Remembering an era when racial terror prevented witnesses from coming forward

A newspaper account of a white man under grand jury investigation in the death of a black man contains the following sentence:

Seven or eight ….eyewitnesses have provided testimony consistent with Wilson’s account, but none of them have spoken publicly out of fear for their safety…

This has to be from a Southern newspaper, Mississippi perhaps, regarding a killing in the 1950s or 1960s, right?  After all, that was the era when racial terror made witnesses with information about a white man killing a black man afraid to come forward and speak publicly, right? The witnesses were probably afraid that if they gave testimony that would convict the white man they might be visited by the Klu Klux Klan, right?
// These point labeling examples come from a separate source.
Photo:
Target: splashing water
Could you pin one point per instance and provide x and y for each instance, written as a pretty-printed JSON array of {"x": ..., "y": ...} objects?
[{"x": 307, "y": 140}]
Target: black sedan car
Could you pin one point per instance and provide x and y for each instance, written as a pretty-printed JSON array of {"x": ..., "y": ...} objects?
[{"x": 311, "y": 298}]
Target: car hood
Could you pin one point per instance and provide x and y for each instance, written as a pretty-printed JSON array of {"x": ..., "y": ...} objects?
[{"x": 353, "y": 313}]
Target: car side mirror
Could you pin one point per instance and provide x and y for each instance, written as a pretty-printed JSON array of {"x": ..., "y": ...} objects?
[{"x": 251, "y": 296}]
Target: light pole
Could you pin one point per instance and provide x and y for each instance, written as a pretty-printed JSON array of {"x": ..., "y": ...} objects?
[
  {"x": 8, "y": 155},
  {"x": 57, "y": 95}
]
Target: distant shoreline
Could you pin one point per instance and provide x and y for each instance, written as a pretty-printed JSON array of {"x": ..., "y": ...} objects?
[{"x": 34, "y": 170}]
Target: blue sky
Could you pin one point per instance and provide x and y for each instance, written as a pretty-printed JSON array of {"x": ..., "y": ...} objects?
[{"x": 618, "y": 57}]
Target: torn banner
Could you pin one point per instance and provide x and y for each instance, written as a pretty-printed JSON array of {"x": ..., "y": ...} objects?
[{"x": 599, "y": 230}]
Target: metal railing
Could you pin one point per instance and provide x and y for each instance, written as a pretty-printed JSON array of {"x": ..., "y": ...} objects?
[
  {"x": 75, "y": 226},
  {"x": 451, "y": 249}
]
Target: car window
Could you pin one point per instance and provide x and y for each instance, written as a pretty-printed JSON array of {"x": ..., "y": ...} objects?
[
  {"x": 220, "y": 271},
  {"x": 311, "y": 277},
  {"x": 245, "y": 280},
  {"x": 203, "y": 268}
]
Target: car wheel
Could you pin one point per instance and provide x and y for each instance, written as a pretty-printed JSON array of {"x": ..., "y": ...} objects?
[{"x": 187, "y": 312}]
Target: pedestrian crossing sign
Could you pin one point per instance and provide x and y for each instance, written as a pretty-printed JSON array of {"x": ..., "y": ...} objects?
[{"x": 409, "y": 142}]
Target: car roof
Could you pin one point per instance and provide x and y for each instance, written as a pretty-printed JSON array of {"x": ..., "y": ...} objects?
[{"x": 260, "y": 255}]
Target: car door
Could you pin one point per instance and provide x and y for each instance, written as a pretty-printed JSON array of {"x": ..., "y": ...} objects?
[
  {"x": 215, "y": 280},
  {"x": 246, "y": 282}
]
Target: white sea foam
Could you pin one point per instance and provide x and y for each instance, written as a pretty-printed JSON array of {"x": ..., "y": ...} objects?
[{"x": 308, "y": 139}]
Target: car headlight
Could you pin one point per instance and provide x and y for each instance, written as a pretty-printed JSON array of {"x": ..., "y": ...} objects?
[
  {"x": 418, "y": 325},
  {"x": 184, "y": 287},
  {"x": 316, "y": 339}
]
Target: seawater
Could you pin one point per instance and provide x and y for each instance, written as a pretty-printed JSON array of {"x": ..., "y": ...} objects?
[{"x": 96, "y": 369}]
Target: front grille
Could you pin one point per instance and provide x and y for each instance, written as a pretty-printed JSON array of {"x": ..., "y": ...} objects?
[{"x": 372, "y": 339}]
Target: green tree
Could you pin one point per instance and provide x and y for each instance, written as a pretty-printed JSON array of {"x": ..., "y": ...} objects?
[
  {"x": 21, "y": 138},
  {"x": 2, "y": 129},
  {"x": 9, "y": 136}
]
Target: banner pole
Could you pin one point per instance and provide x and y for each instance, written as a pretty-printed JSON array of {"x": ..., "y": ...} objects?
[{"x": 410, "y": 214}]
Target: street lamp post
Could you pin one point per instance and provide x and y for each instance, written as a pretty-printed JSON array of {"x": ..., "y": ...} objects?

No, that sentence is from today’s Washington Post and it’s about the grand jury investigation of Ferguson, MO police officer Darren Wilson in the shooting of Michael Brown.  The witnesses are all black and they are afraid to speak publicly about what they saw not because their testimony will prove Wilson is guilty of homicide, but because their testimony tends to show that Officer Wilson acted properly when Brown attacked him and placed him in mortal danger.
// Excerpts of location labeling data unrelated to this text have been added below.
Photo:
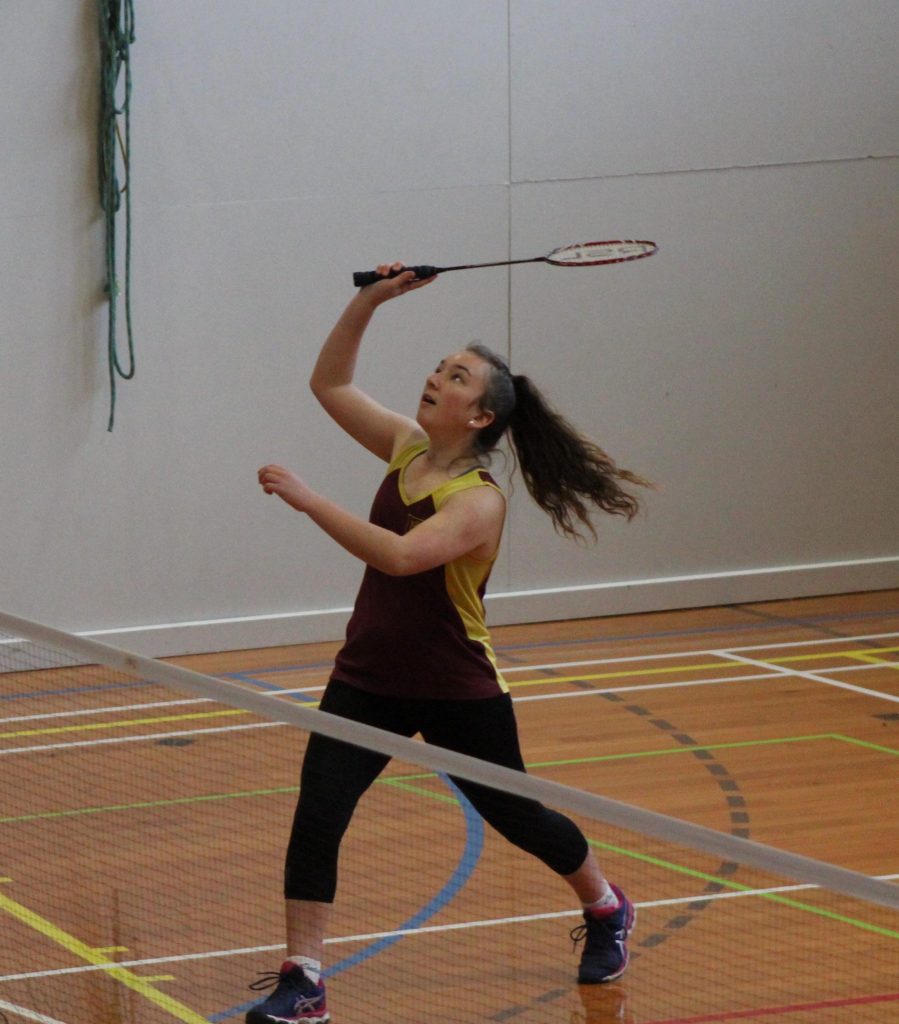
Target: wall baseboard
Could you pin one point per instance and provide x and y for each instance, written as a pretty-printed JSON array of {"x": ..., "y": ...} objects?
[{"x": 613, "y": 598}]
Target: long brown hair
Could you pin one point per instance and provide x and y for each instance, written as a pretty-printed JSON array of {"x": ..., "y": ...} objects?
[{"x": 566, "y": 473}]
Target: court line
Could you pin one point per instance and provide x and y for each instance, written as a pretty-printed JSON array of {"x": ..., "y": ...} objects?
[
  {"x": 777, "y": 673},
  {"x": 707, "y": 652},
  {"x": 814, "y": 677},
  {"x": 796, "y": 1008},
  {"x": 405, "y": 779},
  {"x": 252, "y": 677},
  {"x": 28, "y": 1015},
  {"x": 421, "y": 931},
  {"x": 81, "y": 949},
  {"x": 725, "y": 653}
]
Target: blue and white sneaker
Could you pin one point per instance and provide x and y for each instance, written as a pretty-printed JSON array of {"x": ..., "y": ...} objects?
[
  {"x": 605, "y": 942},
  {"x": 296, "y": 999}
]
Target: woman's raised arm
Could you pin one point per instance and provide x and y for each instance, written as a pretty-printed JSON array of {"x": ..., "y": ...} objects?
[{"x": 377, "y": 428}]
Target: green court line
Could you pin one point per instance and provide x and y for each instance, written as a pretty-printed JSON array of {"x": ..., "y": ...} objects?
[
  {"x": 863, "y": 742},
  {"x": 691, "y": 750},
  {"x": 739, "y": 887},
  {"x": 403, "y": 781},
  {"x": 48, "y": 815},
  {"x": 399, "y": 782}
]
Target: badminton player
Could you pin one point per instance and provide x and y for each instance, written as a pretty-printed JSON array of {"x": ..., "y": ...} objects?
[{"x": 418, "y": 656}]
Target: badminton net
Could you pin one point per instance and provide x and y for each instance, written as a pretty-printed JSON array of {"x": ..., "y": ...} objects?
[{"x": 144, "y": 814}]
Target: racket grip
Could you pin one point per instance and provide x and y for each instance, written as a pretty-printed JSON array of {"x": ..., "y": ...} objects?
[{"x": 364, "y": 278}]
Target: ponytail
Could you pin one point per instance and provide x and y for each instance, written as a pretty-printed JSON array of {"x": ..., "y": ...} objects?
[{"x": 566, "y": 474}]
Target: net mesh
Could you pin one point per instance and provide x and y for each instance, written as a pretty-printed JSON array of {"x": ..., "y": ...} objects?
[{"x": 144, "y": 814}]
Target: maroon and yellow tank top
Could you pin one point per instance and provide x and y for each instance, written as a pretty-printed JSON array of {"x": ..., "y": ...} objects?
[{"x": 421, "y": 635}]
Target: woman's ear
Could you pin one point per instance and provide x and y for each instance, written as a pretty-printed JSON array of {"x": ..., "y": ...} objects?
[{"x": 483, "y": 419}]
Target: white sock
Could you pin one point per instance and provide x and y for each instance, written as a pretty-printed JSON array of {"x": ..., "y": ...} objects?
[
  {"x": 608, "y": 900},
  {"x": 311, "y": 969}
]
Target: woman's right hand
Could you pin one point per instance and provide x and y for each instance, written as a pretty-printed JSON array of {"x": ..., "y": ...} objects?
[{"x": 391, "y": 288}]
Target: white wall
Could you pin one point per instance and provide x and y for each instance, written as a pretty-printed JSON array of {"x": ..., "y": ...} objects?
[{"x": 750, "y": 368}]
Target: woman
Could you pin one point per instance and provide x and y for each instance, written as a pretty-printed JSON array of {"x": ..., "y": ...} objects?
[{"x": 418, "y": 656}]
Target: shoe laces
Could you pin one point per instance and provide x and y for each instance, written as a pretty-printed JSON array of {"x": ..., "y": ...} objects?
[
  {"x": 266, "y": 979},
  {"x": 271, "y": 979},
  {"x": 584, "y": 930}
]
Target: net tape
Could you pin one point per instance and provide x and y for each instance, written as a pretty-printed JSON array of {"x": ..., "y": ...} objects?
[{"x": 435, "y": 759}]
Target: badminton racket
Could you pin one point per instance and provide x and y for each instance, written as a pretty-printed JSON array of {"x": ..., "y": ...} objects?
[{"x": 582, "y": 254}]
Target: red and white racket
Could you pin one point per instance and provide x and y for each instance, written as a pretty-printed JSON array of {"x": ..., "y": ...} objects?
[{"x": 582, "y": 254}]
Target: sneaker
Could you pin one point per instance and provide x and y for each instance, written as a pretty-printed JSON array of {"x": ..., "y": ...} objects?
[
  {"x": 605, "y": 949},
  {"x": 295, "y": 998}
]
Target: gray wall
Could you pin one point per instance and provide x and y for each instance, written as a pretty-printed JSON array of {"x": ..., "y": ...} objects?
[{"x": 750, "y": 368}]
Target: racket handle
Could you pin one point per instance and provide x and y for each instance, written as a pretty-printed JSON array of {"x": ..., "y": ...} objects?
[{"x": 364, "y": 278}]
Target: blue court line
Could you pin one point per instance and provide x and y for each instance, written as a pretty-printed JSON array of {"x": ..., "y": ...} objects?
[
  {"x": 474, "y": 837},
  {"x": 809, "y": 623}
]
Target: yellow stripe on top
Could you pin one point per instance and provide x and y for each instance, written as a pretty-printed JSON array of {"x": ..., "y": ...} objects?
[{"x": 466, "y": 577}]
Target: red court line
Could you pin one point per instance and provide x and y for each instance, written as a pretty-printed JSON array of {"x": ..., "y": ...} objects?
[{"x": 733, "y": 1015}]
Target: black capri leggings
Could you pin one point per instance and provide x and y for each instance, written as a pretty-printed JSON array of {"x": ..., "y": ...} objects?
[{"x": 336, "y": 774}]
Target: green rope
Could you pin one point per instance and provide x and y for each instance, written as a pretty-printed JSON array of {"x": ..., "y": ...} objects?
[{"x": 117, "y": 34}]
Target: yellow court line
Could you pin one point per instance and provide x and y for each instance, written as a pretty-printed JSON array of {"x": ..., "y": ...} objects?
[
  {"x": 95, "y": 956},
  {"x": 863, "y": 653},
  {"x": 95, "y": 726},
  {"x": 870, "y": 659},
  {"x": 625, "y": 675}
]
Now, who is responsible for this racial terror?  Bull Connor is long gone from the scene and there are none like him around anymore.  The Klu Klux Klan exists today only in micro form and it has no power to credibly threaten anyone. There’s just Al Sharpton, Jesse Jackson, and a few hundred thousand of their black followers and a few more hundred thousand white liberals playing this race card to intimidate witnesses.

By the way and just for the record, Bull Connor was a Democrat.